7.1: Branching Out

All data structures provide a way to organize data. Different structures serve different purposes. Complex lists, as shown by the information retrieval case study of Chapter 6, can result in considerable intertwining and sharing of lists and data. Everyone is familiar with the concept of a family tree. In fact, a nice exercise would be to print the family tree for an individual whose family history is stored in the data base of that case study. The family tree is actually embedded within the lists containing the family history. Trees may be viewed as a special case of lists in which no intertwining or sharing takes place. They are the basis for structures and operations used in all aspects of programming, from the structure of programs for compilers, to work in data processing, information retrieval, and artificial intelligence. Trees are ubiquitous; they seem to sprout everywhere?/FONT>even in the field of computer science!

Formally, trees are collections of nodes. Trees derive both their appearance and their name from the lines, known as branches, that connect the nodes. Understanding how to represent trees, and how to perform certain operations on them, opens the door to an appreciation of many elegant algorithms and useful techniques in computer science.
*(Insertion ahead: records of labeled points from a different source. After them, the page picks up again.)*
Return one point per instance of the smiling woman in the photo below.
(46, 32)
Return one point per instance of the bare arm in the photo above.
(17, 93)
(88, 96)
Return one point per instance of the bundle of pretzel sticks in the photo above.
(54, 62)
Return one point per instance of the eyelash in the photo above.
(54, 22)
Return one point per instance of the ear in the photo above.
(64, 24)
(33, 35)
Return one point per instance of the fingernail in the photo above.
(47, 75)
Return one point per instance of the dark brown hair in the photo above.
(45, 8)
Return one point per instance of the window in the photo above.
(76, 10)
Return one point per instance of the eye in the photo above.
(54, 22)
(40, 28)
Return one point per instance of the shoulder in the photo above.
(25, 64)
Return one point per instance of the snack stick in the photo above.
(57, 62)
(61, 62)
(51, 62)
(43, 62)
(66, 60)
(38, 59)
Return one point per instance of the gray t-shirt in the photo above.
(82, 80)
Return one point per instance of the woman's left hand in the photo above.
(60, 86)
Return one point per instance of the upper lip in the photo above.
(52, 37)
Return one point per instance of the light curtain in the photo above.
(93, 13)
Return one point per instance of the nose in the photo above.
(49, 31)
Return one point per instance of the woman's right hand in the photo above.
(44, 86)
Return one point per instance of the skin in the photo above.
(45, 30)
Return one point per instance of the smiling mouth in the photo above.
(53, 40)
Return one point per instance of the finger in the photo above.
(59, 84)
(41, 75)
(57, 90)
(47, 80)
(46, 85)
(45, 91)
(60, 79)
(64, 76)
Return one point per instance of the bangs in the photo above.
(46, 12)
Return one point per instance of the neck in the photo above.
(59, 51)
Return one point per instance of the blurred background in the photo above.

Trees play a significant role in the organization of data for efficient information retrieval and are ideal candidates for fast searches, insertions, deletions, and sequential access. Efficiency and speed are possible because trees "spread out" the data they store, so that different paths in the tree lead quickly to the relevant data. They are also convenient for conceptualizing algorithms.

Many problems can be solved by imagining all the possible answers, represented as a tree. The algorithm or program is then viewed as a traversal through the tree. The general procedure for a traversal through a tree, which will be developed in this chapter, can then be adapted and used as the basis for the program. This often results in easily created and efficient programs. In such cases the tree itself serves as a conceptual aid and need not actually be "grown" or stored in memory. Nevertheless, it provides the framework for obtaining the algorithm.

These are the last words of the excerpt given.